É violento o tratamento também dispensado pelas corporações hoje em dia a seus trabalhadores diretos e, sobretudo indiretos. A escravidão, abolida há muito tempo no mundo, continua prevalecendo e se agravando nas regiões que abastecem grandes corporações com suas matérias-primas, por exemplo, nas extensas plantações da monocultura do dendê na Malásia e Indonésia, principais países produtores.
É violento o modo como grandes corporações não aceitam barreiras a suas atividades cada vez mais globalizadas e querem o comércio livre – uma grande vantagem para que elas aumentem ainda mais seus lucros. Como controladores de mercados, podem tirar mais proveito disso. Elas buscam garantir seus interesses em espaços fundamentais, como na Organização Mundial de Comércio (OMC), que acabou de se reunir em Bali, na Indonésia.
É violento até mesmo quando grandes empresas fazem um discurso de “sustentabilidade” da madeira tropical vinda de “manejo florestal sustentável”, quando isso contribui com a destruição gradativa das florestas tropicais, acabando com o futuro de comunidades que dependem totalmente dessas florestas para realizar seu modo de vida, servindo unicamente a objetivos de lucro e incentivando um consumo de produtos de luxo, desnecessários.
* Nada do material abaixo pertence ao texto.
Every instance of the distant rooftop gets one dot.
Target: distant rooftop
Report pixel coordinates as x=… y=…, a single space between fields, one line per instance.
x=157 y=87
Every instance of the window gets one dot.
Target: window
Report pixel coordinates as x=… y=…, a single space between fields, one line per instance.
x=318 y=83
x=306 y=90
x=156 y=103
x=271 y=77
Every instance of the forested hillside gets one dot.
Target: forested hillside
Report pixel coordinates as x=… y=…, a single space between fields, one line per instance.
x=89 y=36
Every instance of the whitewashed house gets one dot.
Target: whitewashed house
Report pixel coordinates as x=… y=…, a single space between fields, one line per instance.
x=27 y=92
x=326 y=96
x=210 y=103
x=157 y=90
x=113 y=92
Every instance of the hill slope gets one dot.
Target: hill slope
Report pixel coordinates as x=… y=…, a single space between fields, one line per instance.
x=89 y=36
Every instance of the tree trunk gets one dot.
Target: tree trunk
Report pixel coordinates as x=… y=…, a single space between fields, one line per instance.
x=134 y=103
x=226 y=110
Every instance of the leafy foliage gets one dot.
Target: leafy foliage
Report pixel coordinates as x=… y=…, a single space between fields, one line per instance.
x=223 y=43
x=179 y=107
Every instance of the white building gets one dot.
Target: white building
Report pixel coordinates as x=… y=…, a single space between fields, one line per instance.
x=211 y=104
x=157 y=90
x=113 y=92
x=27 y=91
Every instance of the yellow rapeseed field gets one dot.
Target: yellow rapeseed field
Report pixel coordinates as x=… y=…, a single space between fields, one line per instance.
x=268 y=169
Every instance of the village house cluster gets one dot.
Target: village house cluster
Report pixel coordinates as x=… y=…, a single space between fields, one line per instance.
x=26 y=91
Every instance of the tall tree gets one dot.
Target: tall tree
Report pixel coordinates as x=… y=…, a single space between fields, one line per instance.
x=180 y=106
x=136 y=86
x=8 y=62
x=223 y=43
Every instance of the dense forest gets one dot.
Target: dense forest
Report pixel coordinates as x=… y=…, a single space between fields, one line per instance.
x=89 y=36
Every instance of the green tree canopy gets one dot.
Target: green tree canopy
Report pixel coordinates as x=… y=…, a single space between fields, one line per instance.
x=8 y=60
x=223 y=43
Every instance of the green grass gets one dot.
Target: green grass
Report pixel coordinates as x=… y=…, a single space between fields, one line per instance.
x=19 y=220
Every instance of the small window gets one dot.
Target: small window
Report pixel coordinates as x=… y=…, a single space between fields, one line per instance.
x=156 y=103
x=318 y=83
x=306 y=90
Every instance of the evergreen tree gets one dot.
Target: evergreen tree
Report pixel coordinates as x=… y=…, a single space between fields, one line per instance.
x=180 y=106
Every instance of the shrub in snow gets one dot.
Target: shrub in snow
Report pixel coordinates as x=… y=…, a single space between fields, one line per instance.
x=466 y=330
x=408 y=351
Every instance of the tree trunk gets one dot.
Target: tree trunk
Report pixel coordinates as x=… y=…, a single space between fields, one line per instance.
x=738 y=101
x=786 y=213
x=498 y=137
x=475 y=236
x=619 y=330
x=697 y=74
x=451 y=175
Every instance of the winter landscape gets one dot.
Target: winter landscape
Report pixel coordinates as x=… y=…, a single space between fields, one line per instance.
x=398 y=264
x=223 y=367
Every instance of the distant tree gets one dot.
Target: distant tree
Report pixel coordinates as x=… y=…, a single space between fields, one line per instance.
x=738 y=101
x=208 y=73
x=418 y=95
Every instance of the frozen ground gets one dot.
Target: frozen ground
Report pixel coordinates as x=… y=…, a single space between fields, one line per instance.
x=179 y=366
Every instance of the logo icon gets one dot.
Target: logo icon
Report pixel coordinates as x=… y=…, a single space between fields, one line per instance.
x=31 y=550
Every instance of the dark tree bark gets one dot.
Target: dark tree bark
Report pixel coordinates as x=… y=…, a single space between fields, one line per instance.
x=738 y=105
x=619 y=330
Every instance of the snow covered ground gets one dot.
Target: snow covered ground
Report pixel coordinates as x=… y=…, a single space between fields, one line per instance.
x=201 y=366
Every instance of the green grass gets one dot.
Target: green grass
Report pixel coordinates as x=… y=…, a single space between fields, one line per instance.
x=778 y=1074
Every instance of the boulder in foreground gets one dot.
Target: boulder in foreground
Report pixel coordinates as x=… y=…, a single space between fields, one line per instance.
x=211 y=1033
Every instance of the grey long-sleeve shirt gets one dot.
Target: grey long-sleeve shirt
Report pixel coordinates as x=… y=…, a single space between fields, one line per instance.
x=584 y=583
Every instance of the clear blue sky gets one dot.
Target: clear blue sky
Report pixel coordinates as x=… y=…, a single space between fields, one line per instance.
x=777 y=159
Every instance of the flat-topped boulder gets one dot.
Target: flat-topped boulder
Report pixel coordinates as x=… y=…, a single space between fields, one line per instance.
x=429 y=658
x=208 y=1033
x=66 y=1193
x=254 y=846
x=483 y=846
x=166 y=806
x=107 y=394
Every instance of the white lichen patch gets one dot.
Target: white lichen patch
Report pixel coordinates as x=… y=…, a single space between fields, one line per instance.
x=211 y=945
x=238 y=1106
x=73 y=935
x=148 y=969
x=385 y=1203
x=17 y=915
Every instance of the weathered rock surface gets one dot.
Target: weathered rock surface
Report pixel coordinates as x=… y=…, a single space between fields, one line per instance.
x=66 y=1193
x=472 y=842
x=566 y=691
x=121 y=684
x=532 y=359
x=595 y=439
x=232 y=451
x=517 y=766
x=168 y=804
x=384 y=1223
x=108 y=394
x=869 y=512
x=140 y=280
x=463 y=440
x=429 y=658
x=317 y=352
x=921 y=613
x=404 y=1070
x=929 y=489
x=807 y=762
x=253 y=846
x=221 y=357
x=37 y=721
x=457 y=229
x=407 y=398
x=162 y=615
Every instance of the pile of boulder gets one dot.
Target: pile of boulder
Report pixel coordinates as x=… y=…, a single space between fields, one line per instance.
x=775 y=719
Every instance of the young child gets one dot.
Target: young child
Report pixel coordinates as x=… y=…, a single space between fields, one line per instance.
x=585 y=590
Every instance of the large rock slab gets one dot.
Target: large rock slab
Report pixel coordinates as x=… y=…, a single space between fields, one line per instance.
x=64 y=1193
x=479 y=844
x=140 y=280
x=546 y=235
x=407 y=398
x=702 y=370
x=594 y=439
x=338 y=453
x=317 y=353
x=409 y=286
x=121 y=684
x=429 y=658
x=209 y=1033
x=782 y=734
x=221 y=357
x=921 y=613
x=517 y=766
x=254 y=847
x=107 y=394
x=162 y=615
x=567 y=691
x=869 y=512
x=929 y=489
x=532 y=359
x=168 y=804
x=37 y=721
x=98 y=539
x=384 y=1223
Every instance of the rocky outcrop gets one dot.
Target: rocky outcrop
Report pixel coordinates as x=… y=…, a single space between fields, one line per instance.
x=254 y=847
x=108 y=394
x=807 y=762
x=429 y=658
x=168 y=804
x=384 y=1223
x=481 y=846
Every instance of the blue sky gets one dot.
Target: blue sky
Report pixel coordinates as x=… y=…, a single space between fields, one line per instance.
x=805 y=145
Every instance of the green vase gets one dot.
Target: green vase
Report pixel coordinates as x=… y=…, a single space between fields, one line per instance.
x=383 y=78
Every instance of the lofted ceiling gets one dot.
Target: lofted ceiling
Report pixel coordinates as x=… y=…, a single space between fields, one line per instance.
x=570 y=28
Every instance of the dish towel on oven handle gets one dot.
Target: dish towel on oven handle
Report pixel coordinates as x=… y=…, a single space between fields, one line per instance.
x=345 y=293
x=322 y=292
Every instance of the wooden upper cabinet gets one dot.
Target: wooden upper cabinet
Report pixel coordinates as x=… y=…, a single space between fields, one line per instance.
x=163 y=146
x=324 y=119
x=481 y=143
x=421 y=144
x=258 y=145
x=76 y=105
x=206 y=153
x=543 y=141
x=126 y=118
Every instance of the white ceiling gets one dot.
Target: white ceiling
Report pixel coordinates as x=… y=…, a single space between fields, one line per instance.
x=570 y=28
Certamente, é de suma importância continuar lutando para que nossos governos, incluindo a ONU, garantam os direitos humanos fundamentais, dando um destaque especial à luta incessante da Via Campesina nestes últimos anos para garantir a aprovação de uma declaração na ONU sobre os direitos camponeses, que merece o apoio de todas e todas.
Ao mesmo tempo, é preciso reconhecer que grandes corporações, pela lógica do próprio sistema capitalista contemporâneo, buscam acumular, especular e lucrar cada vez mais. São elas a expressão maior de um sistema intrinsicamente injusto e explorador. Buscam abrir cada vez mais mercados, até em cima da “sustentabilidade”, através de “certificados de sustentabilidade”, “políticas de responsabilidade social e ambiental” ou “códigos de ética”. Não aceitam regras compulsórias, mas sempre defendem os sistemas voluntários, até porque, na lógica do capital, os mercados não podem impor barreiras ao livre comércio das corporações, nem mesmo em nome da “sustentabilidade”.
Sem mudanças em nível global para restringir drasticamente a ação das grandes corporações, assistiremos à contínua privatização das terras e florestas em mãos do poder corporativo, e as múltiplas violações de direitos não cessarão. Vale a pena centrar esforços em buscar responsabilizar as corporações por suas violações atuais e históricas. Fazemos um apelo por apoio e a participação na Campanha para Desmantelar o Poder Corporativo e dar um fim à Impunidade que hoje rege a ação das Corporações. Direitos humanos não combinam com corporações; combinam bem com um sistema econômico baseado na solidariedade, na soberania alimentar e na justiça social e ambiental.